More recently, a clinical trial of low-dose subcutaneous IL-2 in human HSCT recipients with established chronic GVHD demonstrated that an increase in circulating regulatory T lymphocytes (Treg) resulted in clinical improvement, suggesting that deficiencies in Treg lymphocytes play a role in the pathogenesis of human chronic GVHD.7

Dertschnig et al report that mice with acute GVHD have a profound decrease in the frequency of Aire+ mTEC, which are necessary for the thymic production of naturally occurring Treg lymphocytes. Other investigators have previously demonstrated that the diverse expression of TRA by Aire+ mTEC is required for the effective thymic elimination of autoreactive T lymphocytes by negative selection.8 Using microarray analyses of isolated Aire+ mTEC, the present investigators report the decreased expression and diversity of TRA with a selective decrease in the TRA associated with the tissues that are the target organs of human chronic GVHD (skin, liver, salivary glands, lung, eye, and gastrointestinal tract). The result of the restricted diversity of TRA expression would be the extrathymic presence of autoreactive T lymphocytes. Their present results suggest a 2-hit model for chronic GVHD, in which the presence of extrathymic autoreactive T lymphocytes (Hit 1) in the context of immune dysregulation (deficiencies in Treg lymphocytes, Hit 2) can result in the development of chronic GVHD.

The peri-HSCT administration of the epithelial protectant drug, Fgf7, does not affect the initial post-HSCT decrease in mTEC but does hasten the recovery of Aire+ mTEC and improves the diversity of TRA expression. Fgf7 acts by stimulating the proliferation and differentiation of TEC progenitors and the proliferation of residual mTEC.9 The relative contribution of the 2 populations to the recovery of Aire+ mTEC is unclear.
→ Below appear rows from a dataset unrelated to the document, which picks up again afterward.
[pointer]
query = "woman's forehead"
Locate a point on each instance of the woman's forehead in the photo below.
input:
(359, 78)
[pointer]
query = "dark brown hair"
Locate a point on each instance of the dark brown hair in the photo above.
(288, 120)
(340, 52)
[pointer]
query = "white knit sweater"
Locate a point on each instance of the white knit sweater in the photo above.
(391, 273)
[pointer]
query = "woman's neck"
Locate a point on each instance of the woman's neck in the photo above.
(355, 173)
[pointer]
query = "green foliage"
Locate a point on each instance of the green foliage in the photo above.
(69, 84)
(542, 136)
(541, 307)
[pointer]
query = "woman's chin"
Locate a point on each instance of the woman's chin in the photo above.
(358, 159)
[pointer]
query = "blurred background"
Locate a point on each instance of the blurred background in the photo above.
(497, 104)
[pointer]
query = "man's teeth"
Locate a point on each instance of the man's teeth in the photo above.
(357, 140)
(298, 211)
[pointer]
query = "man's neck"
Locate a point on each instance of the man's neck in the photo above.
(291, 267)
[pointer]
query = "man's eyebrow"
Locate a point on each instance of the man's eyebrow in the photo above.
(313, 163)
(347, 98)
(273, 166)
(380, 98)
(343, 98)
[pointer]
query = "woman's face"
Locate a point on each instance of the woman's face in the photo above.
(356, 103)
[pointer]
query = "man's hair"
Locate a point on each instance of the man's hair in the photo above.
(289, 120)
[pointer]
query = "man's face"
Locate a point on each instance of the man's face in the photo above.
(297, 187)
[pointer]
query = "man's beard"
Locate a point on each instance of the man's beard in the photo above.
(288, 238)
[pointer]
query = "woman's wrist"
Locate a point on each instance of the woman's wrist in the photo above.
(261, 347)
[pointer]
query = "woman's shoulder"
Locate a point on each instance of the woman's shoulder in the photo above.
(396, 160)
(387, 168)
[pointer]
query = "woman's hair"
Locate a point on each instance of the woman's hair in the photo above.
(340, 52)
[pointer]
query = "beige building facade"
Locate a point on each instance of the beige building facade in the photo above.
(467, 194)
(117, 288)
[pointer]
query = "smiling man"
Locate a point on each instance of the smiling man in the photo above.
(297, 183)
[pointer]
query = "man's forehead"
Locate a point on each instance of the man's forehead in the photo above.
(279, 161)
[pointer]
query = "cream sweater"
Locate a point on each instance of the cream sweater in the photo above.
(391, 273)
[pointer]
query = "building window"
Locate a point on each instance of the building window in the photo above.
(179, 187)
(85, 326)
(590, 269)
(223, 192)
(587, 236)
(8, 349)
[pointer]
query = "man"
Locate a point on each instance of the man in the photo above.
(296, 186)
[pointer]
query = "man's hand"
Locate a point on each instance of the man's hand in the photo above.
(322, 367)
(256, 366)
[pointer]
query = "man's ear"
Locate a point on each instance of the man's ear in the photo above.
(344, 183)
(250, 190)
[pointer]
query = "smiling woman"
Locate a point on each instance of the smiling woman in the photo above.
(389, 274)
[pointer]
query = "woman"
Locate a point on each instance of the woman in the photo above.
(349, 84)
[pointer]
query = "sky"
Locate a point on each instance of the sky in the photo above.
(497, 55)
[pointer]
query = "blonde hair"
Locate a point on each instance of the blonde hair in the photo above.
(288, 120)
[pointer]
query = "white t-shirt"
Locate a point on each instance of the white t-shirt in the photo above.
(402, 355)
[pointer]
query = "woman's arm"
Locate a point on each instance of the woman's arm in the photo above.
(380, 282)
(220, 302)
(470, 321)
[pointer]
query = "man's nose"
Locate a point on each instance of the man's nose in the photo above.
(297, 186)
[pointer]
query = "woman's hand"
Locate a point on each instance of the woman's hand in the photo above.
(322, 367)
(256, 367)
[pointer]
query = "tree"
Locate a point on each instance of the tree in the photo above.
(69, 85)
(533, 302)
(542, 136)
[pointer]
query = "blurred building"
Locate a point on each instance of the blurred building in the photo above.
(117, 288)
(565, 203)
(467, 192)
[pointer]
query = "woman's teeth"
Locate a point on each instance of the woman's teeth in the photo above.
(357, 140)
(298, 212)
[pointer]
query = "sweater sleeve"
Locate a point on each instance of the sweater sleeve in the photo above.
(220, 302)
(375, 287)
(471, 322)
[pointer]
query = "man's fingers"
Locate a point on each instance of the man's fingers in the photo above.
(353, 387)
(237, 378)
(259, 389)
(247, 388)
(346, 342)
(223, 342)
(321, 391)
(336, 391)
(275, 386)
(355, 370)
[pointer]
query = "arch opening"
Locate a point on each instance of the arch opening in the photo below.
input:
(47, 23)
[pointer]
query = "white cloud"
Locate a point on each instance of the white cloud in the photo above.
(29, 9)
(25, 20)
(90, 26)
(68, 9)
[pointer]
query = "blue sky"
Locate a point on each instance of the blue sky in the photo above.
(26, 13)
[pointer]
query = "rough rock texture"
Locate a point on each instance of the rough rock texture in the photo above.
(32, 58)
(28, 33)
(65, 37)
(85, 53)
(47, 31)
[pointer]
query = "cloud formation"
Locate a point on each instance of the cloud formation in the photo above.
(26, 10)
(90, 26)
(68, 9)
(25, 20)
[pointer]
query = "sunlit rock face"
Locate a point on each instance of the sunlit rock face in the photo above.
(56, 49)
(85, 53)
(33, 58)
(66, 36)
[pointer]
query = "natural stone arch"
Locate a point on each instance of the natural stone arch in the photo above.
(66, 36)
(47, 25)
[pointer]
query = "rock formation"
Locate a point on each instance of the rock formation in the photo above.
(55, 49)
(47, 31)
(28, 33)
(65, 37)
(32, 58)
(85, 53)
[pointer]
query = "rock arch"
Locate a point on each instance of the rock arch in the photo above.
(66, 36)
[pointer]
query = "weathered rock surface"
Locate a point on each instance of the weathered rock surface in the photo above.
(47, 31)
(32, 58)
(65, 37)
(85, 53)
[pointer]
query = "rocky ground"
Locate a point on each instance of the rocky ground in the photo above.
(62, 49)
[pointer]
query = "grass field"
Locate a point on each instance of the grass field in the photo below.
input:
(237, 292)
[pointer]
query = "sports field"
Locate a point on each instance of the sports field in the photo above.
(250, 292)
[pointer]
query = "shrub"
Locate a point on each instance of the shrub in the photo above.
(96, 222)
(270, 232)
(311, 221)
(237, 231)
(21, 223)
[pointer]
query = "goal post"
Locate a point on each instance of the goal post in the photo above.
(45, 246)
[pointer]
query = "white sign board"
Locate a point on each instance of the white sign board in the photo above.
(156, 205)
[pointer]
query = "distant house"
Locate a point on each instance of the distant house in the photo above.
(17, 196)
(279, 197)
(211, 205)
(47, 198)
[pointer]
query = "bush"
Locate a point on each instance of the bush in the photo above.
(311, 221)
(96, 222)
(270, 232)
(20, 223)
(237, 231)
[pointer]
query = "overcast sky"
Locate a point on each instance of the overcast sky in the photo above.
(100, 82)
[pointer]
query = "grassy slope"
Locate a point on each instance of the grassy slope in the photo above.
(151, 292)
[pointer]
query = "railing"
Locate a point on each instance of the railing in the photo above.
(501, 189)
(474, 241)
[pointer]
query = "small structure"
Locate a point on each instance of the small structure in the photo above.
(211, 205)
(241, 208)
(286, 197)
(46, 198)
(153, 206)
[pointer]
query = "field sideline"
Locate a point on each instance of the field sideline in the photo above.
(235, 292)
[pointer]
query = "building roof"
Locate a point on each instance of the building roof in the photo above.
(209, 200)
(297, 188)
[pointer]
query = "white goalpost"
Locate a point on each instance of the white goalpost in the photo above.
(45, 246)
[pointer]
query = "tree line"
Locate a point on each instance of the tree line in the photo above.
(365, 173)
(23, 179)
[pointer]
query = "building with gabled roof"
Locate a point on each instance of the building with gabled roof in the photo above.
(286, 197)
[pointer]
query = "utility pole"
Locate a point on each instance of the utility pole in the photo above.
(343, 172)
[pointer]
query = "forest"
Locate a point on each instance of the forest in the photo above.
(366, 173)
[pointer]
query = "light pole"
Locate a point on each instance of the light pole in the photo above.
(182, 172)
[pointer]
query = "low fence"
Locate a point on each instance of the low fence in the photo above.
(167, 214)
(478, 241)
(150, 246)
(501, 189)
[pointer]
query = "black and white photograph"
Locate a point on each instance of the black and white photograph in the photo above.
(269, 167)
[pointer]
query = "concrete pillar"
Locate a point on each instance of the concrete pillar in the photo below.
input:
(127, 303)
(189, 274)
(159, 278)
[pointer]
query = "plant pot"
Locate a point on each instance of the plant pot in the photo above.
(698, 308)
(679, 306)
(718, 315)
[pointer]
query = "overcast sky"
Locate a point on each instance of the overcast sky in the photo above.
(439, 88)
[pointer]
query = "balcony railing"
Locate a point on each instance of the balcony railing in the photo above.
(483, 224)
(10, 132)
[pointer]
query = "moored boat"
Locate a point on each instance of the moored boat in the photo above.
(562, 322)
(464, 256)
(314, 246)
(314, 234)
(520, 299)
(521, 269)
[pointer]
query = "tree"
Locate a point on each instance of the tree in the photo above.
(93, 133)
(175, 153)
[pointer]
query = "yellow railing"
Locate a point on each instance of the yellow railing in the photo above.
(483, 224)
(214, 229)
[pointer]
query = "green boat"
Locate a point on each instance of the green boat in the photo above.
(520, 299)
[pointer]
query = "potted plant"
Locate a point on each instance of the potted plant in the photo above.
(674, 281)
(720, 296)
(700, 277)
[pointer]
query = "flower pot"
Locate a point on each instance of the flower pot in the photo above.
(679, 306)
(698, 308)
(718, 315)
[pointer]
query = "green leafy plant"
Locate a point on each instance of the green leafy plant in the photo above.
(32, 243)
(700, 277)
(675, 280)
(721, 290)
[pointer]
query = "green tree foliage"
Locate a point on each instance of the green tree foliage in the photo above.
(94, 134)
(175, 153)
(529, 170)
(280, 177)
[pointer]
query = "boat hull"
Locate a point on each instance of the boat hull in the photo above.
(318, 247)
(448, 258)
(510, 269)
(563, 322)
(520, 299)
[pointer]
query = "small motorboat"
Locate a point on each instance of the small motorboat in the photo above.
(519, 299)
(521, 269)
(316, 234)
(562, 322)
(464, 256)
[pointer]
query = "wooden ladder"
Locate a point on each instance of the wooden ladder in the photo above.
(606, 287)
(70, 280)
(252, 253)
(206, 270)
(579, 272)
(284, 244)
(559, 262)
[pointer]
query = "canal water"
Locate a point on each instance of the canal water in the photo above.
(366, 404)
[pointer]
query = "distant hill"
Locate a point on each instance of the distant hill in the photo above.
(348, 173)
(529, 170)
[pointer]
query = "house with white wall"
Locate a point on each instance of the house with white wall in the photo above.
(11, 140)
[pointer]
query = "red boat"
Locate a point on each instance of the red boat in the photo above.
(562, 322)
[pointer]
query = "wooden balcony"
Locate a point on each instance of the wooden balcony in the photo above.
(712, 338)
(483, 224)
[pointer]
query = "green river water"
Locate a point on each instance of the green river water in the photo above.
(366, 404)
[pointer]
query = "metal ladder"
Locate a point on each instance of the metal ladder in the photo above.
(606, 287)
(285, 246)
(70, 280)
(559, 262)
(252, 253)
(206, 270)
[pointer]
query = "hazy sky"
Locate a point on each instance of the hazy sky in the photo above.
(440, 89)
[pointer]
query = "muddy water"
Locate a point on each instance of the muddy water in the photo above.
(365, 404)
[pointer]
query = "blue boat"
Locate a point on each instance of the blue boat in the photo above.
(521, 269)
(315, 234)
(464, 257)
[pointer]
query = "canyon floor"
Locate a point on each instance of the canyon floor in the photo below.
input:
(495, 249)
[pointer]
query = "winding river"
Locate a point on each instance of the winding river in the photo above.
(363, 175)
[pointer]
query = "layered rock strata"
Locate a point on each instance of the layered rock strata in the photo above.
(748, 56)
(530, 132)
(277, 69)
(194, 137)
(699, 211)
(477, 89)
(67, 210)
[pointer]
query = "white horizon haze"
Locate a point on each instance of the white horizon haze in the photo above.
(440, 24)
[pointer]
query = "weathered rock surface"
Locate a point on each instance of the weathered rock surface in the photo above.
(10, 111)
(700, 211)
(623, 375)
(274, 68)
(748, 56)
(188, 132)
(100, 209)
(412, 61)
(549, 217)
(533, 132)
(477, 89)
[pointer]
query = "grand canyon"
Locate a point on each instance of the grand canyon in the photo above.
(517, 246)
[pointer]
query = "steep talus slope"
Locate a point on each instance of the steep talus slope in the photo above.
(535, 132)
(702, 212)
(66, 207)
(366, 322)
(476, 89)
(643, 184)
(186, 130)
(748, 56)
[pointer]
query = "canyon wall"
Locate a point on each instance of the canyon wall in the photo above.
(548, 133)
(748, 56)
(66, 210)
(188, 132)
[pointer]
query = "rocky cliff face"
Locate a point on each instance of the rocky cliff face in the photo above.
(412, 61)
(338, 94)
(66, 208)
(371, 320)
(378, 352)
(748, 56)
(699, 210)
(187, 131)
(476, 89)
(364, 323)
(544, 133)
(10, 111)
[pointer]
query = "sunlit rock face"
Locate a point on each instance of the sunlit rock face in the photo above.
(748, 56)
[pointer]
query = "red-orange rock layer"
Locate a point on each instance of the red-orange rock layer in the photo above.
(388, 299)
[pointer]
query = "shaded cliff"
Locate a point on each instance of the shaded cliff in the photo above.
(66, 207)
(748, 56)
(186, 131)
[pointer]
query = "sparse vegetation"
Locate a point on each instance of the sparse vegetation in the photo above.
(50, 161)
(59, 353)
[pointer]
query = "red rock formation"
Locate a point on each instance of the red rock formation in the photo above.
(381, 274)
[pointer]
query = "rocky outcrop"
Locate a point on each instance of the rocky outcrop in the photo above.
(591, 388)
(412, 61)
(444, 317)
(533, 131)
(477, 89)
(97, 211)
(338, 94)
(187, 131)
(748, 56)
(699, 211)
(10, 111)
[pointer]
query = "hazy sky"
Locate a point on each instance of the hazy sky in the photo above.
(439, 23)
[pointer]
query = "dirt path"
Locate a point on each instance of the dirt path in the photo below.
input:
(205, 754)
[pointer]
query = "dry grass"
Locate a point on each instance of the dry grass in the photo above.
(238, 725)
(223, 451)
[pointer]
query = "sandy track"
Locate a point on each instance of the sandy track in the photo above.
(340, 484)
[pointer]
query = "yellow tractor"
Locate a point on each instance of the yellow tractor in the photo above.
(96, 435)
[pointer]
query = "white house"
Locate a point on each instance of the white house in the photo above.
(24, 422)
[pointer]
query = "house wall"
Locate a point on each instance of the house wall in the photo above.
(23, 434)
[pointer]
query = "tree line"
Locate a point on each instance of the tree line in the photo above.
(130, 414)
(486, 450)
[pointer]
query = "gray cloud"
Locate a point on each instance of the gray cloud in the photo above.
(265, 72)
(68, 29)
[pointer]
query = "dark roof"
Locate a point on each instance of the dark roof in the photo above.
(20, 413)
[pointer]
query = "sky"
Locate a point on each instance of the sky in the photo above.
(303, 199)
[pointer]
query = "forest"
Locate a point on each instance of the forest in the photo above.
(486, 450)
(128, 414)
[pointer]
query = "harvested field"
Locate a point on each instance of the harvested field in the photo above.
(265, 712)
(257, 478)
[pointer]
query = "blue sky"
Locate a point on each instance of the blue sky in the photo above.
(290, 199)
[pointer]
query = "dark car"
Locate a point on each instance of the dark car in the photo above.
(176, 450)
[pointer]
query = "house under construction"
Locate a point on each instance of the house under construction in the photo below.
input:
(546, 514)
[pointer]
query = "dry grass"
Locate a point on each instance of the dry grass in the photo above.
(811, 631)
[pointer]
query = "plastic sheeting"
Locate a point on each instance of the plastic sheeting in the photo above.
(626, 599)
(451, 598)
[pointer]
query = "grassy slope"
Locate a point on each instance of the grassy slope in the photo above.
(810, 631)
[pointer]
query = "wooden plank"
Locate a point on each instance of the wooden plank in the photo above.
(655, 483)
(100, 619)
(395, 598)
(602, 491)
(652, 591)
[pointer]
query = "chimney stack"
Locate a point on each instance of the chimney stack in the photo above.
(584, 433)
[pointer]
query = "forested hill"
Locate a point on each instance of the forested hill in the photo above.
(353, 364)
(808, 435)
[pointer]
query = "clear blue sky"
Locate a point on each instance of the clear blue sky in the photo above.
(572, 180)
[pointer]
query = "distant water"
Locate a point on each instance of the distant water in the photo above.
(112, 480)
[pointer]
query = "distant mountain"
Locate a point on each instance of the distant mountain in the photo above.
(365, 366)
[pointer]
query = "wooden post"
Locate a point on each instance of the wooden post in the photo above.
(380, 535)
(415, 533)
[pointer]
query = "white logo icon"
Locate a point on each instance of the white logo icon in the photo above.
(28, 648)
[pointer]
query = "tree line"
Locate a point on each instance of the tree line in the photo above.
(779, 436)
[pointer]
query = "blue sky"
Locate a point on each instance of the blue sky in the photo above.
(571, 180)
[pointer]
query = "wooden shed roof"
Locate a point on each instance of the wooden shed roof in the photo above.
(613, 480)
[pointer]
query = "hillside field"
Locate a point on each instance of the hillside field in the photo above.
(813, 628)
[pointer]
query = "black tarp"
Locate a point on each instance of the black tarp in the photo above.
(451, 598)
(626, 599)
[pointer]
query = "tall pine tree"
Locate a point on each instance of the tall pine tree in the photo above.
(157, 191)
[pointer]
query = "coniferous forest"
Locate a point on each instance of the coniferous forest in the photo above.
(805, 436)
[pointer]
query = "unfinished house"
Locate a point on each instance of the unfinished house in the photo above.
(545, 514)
The presence of normal numbers of Aire+ mTEC with normal TRA diversity during the recapitulation of immunologic ontogeny, which occurs after the engraftment of donor hematopoietic stem cells, may result in the presence of adequate numbers of circulating Treg lymphocytes and effective negative thymic selection, which would eliminate the peripheral presence of autoreactive T lymphocytes, and an absence of chronic GVHD. As such, clinical trials to determine whether the peritransplant administration of Fgf7 results in a decreased incidence of chronic GVHD in human HSCT recipients are indicated.

The present murine experiments, however, do not address several potentially important clinical questions: (1) What would be the impact of the administration of Fgf7 to patients with established chronic GVHD?; (2) Do HSCT recipients with established chronic GVHD have an adequate number of TEC progenitors and residual mTEC for the Fgf7 to be effective?; (3) Do the TEC progenitors and mTEC in chronic GVHD patients become refractory to the action of Fgf7?; and (4) Is the loss of Aire+ mTEC during acute GVHD paralleled by a decrease in TRA diversity, or are they separable biological processes? If they differ, then some HSCT recipients may have a deficiency of Treg lymphocytes without the concomitant presence of peripheral autoreactive T lymphocytes, whereas other recipients may have adequate numbers of Treg lymphocytes with the presence of peripheral autoreactive T lymphocytes. Only HSCT recipients with both the presence of peripheral autoreactive T lymphocytes (Hit 1) and deficiencies in Treg lymphocytes (Hit 2) would be at risk of developing chronic GVHD. The immunophenotypic identification of functional human Treg lymphocytes will aid in the evaluation of human chronic GVHD; however, the inability to identify immunophenotypic human autoreactive T lymphocytes is still a major limitation to our better understanding.10

Finally, the present results suggest that the focus of future research into new therapies to prevent or treat chronic GVHD should be directed at the thymic microenvironment rather than at lymphohematopoietic cells.


  • Conflict-of-interest disclosure: The author declares no competing financial interests.